Last week, the ECB’s governing council openly disavowed its chairman by refusing to provide any hint about the potential dismantling of quantitative easing. Draghi was at pains to reconcile this rebuke with his sanguine message in Sintra pointing to a tapering decision shortly after the summer break. In the press conference following the board, he was forced to admit that for the time being inflation run far away from its medium-term goal. Moreover, he had to justify why he depicted the current outlook as ‘reflationary’ in the Portuguese gathering. A flop that sent shockwaves to the markets, steeply rising bund rates and the Euro. Even if the muted turmoil soon faded away, it stressed the extreme sensitiveness surrounding any shift in the current asset buying programme.
It comes as no surprise. The Federal Reserve unleashed a tempestuous reaction when announcing the intention of triggering its tapering. The ensuing sharp dollar revaluation led to widespread chaos in emerging currencies, downgrading growth prospects. The Euro is unlikely to trigger such a backlash outside its boundaries. Yet, it might disrupt home stability by hitting countries incurring in huge financial or public deficit imbalances. Those exposed to massive indebtedness will markedly suffer from interest rate hikes. Preserving internal convergence in the Eurozone stands as a stringent requirement the US Central Bank does not face.
It seems evident that the ECB will feel forced to move when inflation comes near its 2% target. Yet, the mere hint it might start considering that step will undoubtedly shake up the markets and exert pressure on the most heavily indebted companies and governments. No wonder the members of the board seem so reluctant to engage into such a perilous path. Even if the economy shows an increasingly robust performance, they are conscious that lifting the existing over-accommodative credit conditions might downgrade growth prospects.
All depends on how inflation reacts to the current favourable scenario. Its headline results show an erratic trend as subdued energy prices might reverse their current downward course without warning. Yet, underlying prices trail behind as high unemployment rates dampen hopes of rising salaries and costs. Inflation will take longer than expected to come close to its medium-term objective. Thus, the ECB could stand in the doldrums until next year, coming under no pressure for launching the stiffening process.

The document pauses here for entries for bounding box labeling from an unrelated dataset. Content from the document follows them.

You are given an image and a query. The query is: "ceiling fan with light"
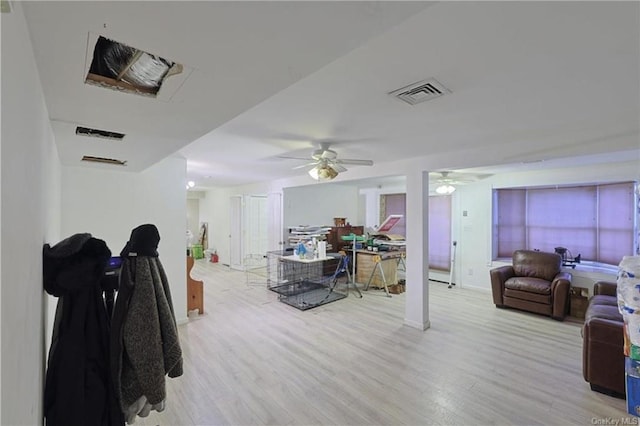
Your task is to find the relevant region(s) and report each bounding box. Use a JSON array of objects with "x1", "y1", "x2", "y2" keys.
[
  {"x1": 434, "y1": 171, "x2": 477, "y2": 195},
  {"x1": 279, "y1": 142, "x2": 373, "y2": 180}
]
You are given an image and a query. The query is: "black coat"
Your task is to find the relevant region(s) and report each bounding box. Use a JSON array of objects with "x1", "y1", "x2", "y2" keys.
[{"x1": 43, "y1": 234, "x2": 124, "y2": 426}]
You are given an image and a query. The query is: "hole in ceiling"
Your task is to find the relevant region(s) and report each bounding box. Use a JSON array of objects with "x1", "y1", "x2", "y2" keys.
[
  {"x1": 82, "y1": 155, "x2": 127, "y2": 166},
  {"x1": 76, "y1": 126, "x2": 124, "y2": 141},
  {"x1": 85, "y1": 36, "x2": 182, "y2": 97}
]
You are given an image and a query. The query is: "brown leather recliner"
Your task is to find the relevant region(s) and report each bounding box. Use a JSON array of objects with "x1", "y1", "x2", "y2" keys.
[
  {"x1": 582, "y1": 281, "x2": 625, "y2": 398},
  {"x1": 490, "y1": 250, "x2": 571, "y2": 321}
]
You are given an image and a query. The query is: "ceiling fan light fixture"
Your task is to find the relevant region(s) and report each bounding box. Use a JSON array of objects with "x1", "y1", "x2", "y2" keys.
[
  {"x1": 309, "y1": 164, "x2": 338, "y2": 180},
  {"x1": 436, "y1": 184, "x2": 456, "y2": 195}
]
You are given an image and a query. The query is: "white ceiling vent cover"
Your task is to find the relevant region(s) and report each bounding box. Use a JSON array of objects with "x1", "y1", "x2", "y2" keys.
[{"x1": 389, "y1": 78, "x2": 451, "y2": 105}]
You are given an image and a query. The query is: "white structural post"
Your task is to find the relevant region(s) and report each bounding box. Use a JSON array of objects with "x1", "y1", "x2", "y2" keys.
[{"x1": 404, "y1": 171, "x2": 430, "y2": 330}]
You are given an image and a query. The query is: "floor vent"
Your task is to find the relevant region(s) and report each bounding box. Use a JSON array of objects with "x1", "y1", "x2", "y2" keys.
[
  {"x1": 82, "y1": 155, "x2": 127, "y2": 166},
  {"x1": 76, "y1": 126, "x2": 124, "y2": 141},
  {"x1": 389, "y1": 78, "x2": 451, "y2": 105}
]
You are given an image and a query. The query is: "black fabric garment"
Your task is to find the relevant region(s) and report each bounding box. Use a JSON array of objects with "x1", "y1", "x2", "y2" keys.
[{"x1": 43, "y1": 234, "x2": 124, "y2": 426}]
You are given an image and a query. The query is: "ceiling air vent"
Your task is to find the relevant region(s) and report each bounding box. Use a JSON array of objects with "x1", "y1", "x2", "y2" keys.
[
  {"x1": 389, "y1": 78, "x2": 451, "y2": 105},
  {"x1": 82, "y1": 155, "x2": 127, "y2": 166},
  {"x1": 76, "y1": 126, "x2": 124, "y2": 141},
  {"x1": 0, "y1": 0, "x2": 11, "y2": 13}
]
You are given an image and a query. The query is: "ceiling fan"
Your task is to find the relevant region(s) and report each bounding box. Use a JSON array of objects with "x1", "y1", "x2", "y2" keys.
[
  {"x1": 279, "y1": 142, "x2": 373, "y2": 180},
  {"x1": 435, "y1": 171, "x2": 473, "y2": 195}
]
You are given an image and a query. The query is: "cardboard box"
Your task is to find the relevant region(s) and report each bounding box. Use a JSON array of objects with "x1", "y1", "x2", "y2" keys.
[{"x1": 624, "y1": 358, "x2": 640, "y2": 417}]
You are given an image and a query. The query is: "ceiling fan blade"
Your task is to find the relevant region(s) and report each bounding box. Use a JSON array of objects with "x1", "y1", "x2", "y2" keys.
[
  {"x1": 293, "y1": 158, "x2": 319, "y2": 170},
  {"x1": 335, "y1": 158, "x2": 373, "y2": 166},
  {"x1": 329, "y1": 161, "x2": 347, "y2": 173},
  {"x1": 276, "y1": 155, "x2": 309, "y2": 160}
]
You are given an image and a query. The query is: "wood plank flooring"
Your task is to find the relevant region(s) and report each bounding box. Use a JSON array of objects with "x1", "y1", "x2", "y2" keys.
[{"x1": 136, "y1": 260, "x2": 637, "y2": 425}]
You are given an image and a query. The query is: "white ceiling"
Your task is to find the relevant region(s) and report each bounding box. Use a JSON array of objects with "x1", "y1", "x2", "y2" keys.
[{"x1": 23, "y1": 1, "x2": 640, "y2": 187}]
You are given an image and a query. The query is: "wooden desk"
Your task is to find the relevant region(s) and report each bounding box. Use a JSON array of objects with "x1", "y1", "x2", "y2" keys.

Regardless of the ECB’ lack of action, Europe will import rising interest rates from the other side of the Atlantic. As usual, what matters is how the FED achieves its rough way towards normalisation. For the time being, it is taking a cautious stance preserving global stability. When Ms Yellen presumably steps down in February, her successor is likely to run a most pragmatic policy. Let’s hope it does so, leaving extra room for the ECB to adjust its monetary mix at ease, subject to no acute external pressure.